An 11.3 lb packer? That sounds a bit small for a full brisket but no problems. Time wise, you should be ok but just in case. Plan for at least one hour of rest in a towel lined cooler and 15 mins to cut, plate and serve. If the meat has not hit 180-185 by noon, pull it (still panned/foiled) and finish off in a 325F oven/grill. Once probe tender, rest it. Resting is important.

Good luck. :)
 
Seems to me like you are doing fine.
If the WSM is out of gas (ha ha) and cannot maintain 225-250 throw the wrapped brisket pieces in the oven and finish them off there.
Since the point and flat are separated treat each piece as a unique cook.
Let the internal temperature be a guide, but cook until the meat probes tender.
It should turn out great.
 
An 11.3 lb packer? That sounds a bit small for a full brisket but no problems.
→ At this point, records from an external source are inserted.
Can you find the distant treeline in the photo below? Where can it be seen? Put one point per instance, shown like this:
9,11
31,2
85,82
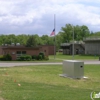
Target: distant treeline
65,35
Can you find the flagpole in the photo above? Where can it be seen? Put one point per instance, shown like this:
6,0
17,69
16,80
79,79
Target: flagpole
54,36
73,42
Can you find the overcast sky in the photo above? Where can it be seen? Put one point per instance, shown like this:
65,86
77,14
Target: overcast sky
37,16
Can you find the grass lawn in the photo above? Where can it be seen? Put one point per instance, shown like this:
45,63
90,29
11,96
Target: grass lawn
60,57
44,83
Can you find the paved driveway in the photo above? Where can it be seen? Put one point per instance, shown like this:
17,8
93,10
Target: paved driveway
12,64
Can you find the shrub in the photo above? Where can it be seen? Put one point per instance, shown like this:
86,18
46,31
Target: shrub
34,57
6,57
25,58
46,58
40,57
42,54
1,58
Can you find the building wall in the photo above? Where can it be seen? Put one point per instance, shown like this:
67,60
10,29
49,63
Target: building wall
78,49
30,51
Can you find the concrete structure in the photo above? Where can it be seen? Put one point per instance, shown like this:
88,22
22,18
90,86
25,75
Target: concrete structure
92,46
17,50
68,48
73,69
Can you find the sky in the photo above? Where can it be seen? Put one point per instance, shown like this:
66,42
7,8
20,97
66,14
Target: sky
37,16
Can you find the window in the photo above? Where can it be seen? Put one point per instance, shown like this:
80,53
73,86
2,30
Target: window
18,52
23,52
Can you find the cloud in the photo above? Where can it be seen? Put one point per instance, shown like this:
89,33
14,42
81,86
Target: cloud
37,17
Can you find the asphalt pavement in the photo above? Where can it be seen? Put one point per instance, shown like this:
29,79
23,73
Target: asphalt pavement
13,64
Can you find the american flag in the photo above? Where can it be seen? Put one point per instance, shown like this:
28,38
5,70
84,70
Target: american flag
53,32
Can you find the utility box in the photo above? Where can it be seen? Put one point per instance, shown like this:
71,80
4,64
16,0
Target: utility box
73,69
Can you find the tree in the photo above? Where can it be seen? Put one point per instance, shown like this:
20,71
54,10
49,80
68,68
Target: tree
31,42
80,32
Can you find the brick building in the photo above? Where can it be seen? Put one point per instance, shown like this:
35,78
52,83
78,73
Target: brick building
68,48
17,50
92,45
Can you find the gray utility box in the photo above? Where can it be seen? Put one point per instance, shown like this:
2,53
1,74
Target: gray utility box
73,68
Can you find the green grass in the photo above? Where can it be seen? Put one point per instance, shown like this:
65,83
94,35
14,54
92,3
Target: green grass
44,83
60,57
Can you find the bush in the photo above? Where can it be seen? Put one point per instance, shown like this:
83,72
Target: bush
46,58
1,58
40,57
42,54
34,57
7,57
25,58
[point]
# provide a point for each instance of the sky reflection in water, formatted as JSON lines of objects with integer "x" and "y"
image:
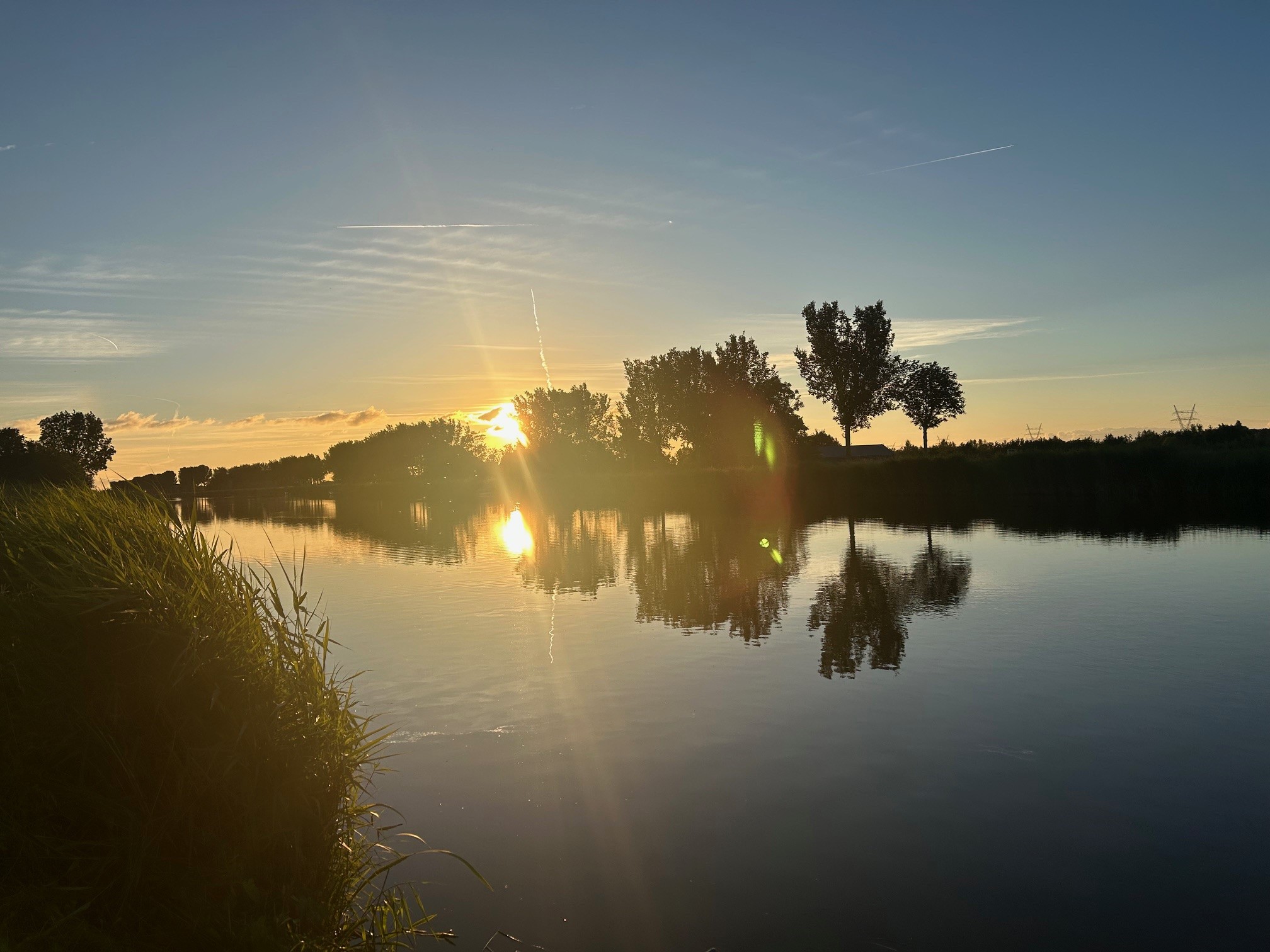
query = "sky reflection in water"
{"x": 891, "y": 738}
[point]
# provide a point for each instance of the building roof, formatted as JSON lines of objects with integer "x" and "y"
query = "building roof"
{"x": 857, "y": 451}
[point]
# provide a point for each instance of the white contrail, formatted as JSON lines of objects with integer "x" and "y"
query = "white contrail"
{"x": 107, "y": 341}
{"x": 945, "y": 159}
{"x": 464, "y": 225}
{"x": 542, "y": 354}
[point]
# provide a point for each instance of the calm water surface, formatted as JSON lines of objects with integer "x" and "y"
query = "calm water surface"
{"x": 676, "y": 732}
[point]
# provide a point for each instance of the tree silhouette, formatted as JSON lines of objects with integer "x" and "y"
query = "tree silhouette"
{"x": 850, "y": 363}
{"x": 26, "y": 461}
{"x": 705, "y": 404}
{"x": 931, "y": 395}
{"x": 666, "y": 402}
{"x": 82, "y": 437}
{"x": 743, "y": 368}
{"x": 428, "y": 450}
{"x": 193, "y": 478}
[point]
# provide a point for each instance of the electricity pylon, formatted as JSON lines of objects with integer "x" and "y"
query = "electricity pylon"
{"x": 1186, "y": 419}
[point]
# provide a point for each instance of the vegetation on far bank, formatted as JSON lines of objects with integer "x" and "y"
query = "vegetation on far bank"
{"x": 188, "y": 771}
{"x": 692, "y": 412}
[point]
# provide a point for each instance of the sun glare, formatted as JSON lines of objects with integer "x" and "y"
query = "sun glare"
{"x": 516, "y": 536}
{"x": 502, "y": 426}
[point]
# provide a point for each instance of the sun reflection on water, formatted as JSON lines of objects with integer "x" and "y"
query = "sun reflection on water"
{"x": 516, "y": 535}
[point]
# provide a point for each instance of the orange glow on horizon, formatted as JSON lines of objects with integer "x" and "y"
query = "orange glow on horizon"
{"x": 502, "y": 427}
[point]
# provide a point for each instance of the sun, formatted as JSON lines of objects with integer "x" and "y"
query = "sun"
{"x": 502, "y": 427}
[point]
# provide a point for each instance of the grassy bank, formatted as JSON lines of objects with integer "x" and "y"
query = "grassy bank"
{"x": 1223, "y": 471}
{"x": 185, "y": 769}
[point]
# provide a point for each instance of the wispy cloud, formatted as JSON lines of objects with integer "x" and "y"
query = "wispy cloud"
{"x": 575, "y": 216}
{"x": 1056, "y": 377}
{"x": 496, "y": 347}
{"x": 72, "y": 339}
{"x": 465, "y": 225}
{"x": 936, "y": 333}
{"x": 91, "y": 275}
{"x": 945, "y": 159}
{"x": 329, "y": 418}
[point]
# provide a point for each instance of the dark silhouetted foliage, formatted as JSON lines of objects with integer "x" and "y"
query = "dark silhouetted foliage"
{"x": 566, "y": 427}
{"x": 850, "y": 363}
{"x": 930, "y": 395}
{"x": 27, "y": 461}
{"x": 430, "y": 451}
{"x": 81, "y": 436}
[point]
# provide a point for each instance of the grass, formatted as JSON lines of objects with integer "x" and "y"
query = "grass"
{"x": 185, "y": 768}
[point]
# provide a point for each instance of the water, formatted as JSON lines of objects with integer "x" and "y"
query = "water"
{"x": 655, "y": 732}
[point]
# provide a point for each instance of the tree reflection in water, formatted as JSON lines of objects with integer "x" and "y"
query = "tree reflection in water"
{"x": 864, "y": 609}
{"x": 702, "y": 575}
{"x": 571, "y": 552}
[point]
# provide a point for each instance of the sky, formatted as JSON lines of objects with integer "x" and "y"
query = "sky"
{"x": 173, "y": 178}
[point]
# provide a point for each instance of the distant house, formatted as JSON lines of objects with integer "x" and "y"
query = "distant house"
{"x": 860, "y": 451}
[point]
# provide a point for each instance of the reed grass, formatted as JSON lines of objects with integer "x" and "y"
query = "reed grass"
{"x": 185, "y": 768}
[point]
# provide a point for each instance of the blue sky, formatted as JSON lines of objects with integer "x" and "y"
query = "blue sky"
{"x": 177, "y": 173}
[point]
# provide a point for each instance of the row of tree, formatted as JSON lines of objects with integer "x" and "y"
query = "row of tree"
{"x": 721, "y": 408}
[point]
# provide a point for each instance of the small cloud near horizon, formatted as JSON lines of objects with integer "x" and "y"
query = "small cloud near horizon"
{"x": 132, "y": 421}
{"x": 331, "y": 418}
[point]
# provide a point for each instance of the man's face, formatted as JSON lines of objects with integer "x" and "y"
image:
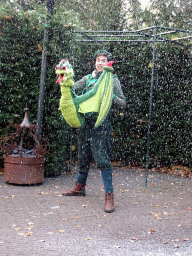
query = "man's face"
{"x": 101, "y": 61}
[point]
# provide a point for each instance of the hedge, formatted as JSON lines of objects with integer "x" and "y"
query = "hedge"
{"x": 21, "y": 50}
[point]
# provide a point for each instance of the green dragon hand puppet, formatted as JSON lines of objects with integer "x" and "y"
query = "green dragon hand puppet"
{"x": 98, "y": 99}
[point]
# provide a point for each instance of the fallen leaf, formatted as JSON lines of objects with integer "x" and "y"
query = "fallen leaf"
{"x": 17, "y": 229}
{"x": 9, "y": 197}
{"x": 61, "y": 231}
{"x": 134, "y": 239}
{"x": 175, "y": 240}
{"x": 28, "y": 234}
{"x": 151, "y": 231}
{"x": 29, "y": 228}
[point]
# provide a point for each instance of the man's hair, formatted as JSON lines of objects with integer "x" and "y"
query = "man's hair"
{"x": 103, "y": 53}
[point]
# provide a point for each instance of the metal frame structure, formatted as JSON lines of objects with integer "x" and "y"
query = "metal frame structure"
{"x": 151, "y": 35}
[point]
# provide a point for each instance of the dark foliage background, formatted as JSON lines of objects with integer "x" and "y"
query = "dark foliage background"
{"x": 21, "y": 48}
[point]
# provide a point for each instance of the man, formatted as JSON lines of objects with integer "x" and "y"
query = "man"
{"x": 93, "y": 141}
Time wise, you should be ok but just in case. Plan for at least one hour of rest in a towel lined cooler and 15 mins to cut, plate and serve. If the meat has not hit 180-185 by noon, pull it (still panned/foiled) and finish off in a 325F oven/grill. Once probe tender, rest it. Resting is important.

Good luck. :)

Ha... your comment got me digging through the trash outside to confirm... Yep... 11.34 lbs.

At 167 now; smoker is at 248.

Question: When I let it rest, should I take it out of the aluminum pan and re-wrap in foil before putting in a towel lined cooler? Any need to let it cool a bit before it goes into the cooler?
 
Poker reference and we want to see the end results...GL with both.


Drink a little drink, Smoke a little smoke :wsm:
 
I've read so much in the past few days... I"ve managed to confuse myself. It's reached an internal temp of 190. Should I pull it now and wrap it... then do the toothpick test? Or... do I do the toothpick test and when it gets to be 'done', do I then pull it and wrap it?

Would appreciate a prompt response!
 
Probe now and with something fatter and not as sharp as a toothpick.
The thermometer is probably as good of a probe as anything else.
You want to feel for the connective tissue in the meat to be melted, a toothpick will slip right between that tissue.
Just because it is at 190 may or may not mean it is tender.
 
Not nearly tender enough to my knowledge. Not only is there resistance, I managed to tilt the top rack into the smoker and lost all my juice when I was probing. Grrrr.... I may finish in the oven as soon as I'm done making this stromboli.
 
Most of it is very tender... my probe slides in effortlessly... except for one section on the end... opposite side of where the point was located.
 
Most of it is very tender... my probe slides in effortlessly... except for one section on the end... opposite side of where the point was located.

It appears you are good to go on your flat. Do you really want to impress your poker buds, check out Burnt Ends using the cap. You have time to prepare the cap and reserve the the flat for slices.

I agree, toothpicks are too small to gauge tenderness. I use an instant read thermometer or thermometer probe to test tenderness.